At St. Jude, we are developing network activity–based biomarkers for novel targeted therapies for pediatric leukemia (in collaboration with Drs. Jun J. Yang and Tanja Gruber). We are also developing data-driven network-based algorithms to predict synergistic drug combinations and perform targeted drug combination screens to identify novel combination therapies for pediatric brain tumors (in collaboration with Drs. Martine F. Roussel, Suzy Baker, and Amar Gajjar).

Single-cell Systems Biology

Based on our expertise in bulk data–based systems biology, we are developing computational algorithms for network inference and analysis from single-cell RNA-seq (scRNA-seq) data. Specifically, we develop mutual information–based algorithms for clustering analysis, cell type–specific inference of intracellular networks, hidden drivers and network rewiring, and inference of intercellular communication networks. We also develop algorithms to integrate single-cell results with bulk-analyzed patient data for translational insights into biomarkers and therapeutics.

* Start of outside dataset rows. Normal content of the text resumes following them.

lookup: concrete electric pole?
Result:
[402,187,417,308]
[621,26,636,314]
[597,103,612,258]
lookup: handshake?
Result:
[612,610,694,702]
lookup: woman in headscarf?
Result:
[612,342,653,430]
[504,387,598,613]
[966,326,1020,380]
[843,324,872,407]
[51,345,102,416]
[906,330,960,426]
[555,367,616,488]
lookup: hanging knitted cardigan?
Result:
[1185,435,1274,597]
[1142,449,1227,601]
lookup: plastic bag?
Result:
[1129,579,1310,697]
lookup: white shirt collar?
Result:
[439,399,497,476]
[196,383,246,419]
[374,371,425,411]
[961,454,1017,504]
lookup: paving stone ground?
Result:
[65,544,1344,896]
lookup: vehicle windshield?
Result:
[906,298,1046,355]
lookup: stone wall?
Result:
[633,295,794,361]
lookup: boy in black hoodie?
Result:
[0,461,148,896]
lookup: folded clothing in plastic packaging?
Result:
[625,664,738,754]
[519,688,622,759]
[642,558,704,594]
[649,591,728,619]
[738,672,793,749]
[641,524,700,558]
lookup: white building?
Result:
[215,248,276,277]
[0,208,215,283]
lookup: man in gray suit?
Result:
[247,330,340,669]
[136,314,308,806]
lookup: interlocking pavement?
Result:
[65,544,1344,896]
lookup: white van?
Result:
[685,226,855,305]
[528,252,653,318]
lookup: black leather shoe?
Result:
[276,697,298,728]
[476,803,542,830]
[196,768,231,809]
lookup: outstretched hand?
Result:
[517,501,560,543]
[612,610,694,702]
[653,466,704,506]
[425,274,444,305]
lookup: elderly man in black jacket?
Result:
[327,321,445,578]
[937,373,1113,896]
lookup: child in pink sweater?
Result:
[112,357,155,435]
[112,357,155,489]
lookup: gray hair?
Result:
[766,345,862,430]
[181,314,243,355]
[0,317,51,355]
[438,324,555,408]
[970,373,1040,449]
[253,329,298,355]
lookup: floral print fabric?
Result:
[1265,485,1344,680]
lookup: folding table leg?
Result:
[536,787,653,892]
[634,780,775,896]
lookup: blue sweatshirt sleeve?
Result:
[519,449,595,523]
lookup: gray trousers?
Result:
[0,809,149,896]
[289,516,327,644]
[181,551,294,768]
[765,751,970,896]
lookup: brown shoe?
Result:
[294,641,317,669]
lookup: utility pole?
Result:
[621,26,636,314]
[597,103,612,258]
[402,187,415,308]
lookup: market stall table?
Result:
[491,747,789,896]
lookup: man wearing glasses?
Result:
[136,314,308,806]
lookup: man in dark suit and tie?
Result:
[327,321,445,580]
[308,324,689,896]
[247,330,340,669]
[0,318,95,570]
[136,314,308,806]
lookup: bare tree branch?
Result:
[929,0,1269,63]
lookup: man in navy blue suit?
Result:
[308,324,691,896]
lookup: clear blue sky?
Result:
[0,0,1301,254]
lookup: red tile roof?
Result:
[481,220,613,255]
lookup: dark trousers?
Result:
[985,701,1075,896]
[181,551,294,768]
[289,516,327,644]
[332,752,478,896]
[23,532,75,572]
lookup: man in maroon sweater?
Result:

Single-Cell Systems Biology

Systems Immunology and Immuno-Oncology

We work very closely with Dr. Hongbo Chi from the Department of Immunology and Dr. Junmin Peng, Director of St. Jude’s Center for Proteomics and Metabolomics, to develop and apply systems biology algorithms to answer fundamental questions in immunology by integrating multi-omics data (Yu, Peng, and Chi. Current Opinion in Systems Biology, in review). For example, we have identified Hippo kinases as hidden drivers of conventional dendritic cell subset 1 for T-cell priming and antitumor immunity by NetBID algorithm (Du et al., Nature 2018). We use the latest technologies of bulk RNA-seq, scRNA-seq, scATAC-seq, and proteomics to profile immune cells in healthy and pathologic (e.g., cancer, inflammation, Alzheimer’s disease) contexts. We then use systems biology approaches to integrate those omics data and dissect the multiscale networks and to identify hidden drivers and network rewiring of various immune cell types (with a focus on T cells, including T regulatory cells, CD4/8+ T effector cells, and T helper cells) in homeostasis, development, and dysregulation of the immune system.

We use systems biology approaches to improve immunotherapy for cancer treatment by working with Drs. Stephen Gottschalk and Chris DeRenzo to identify biomarkers of CAR-T cell therapy and key determinants/modulators to improve CAR-T persistence. We also work on new indications of immune checkpoint blockade therapies and potential combination strategies for pediatric solid and brain tumors.

Systems Immunology

Functional Genomics (RNAi/CRISPR screens)

We have extensively used functional genomic CRISPR screens to complement our systems biology analysis to identify hidden drivers and therapeutic targets. We also have developed the ScreenBEAM algorithm (Yu et al., Bioinformatics 2016) by using Bayesian hierarchical modeling for gene-level scoring from noisy RNAi/CRISPR screening data. A new version of ScreenBEAM that overcomes the imbalance problem of library size and has more features is under development.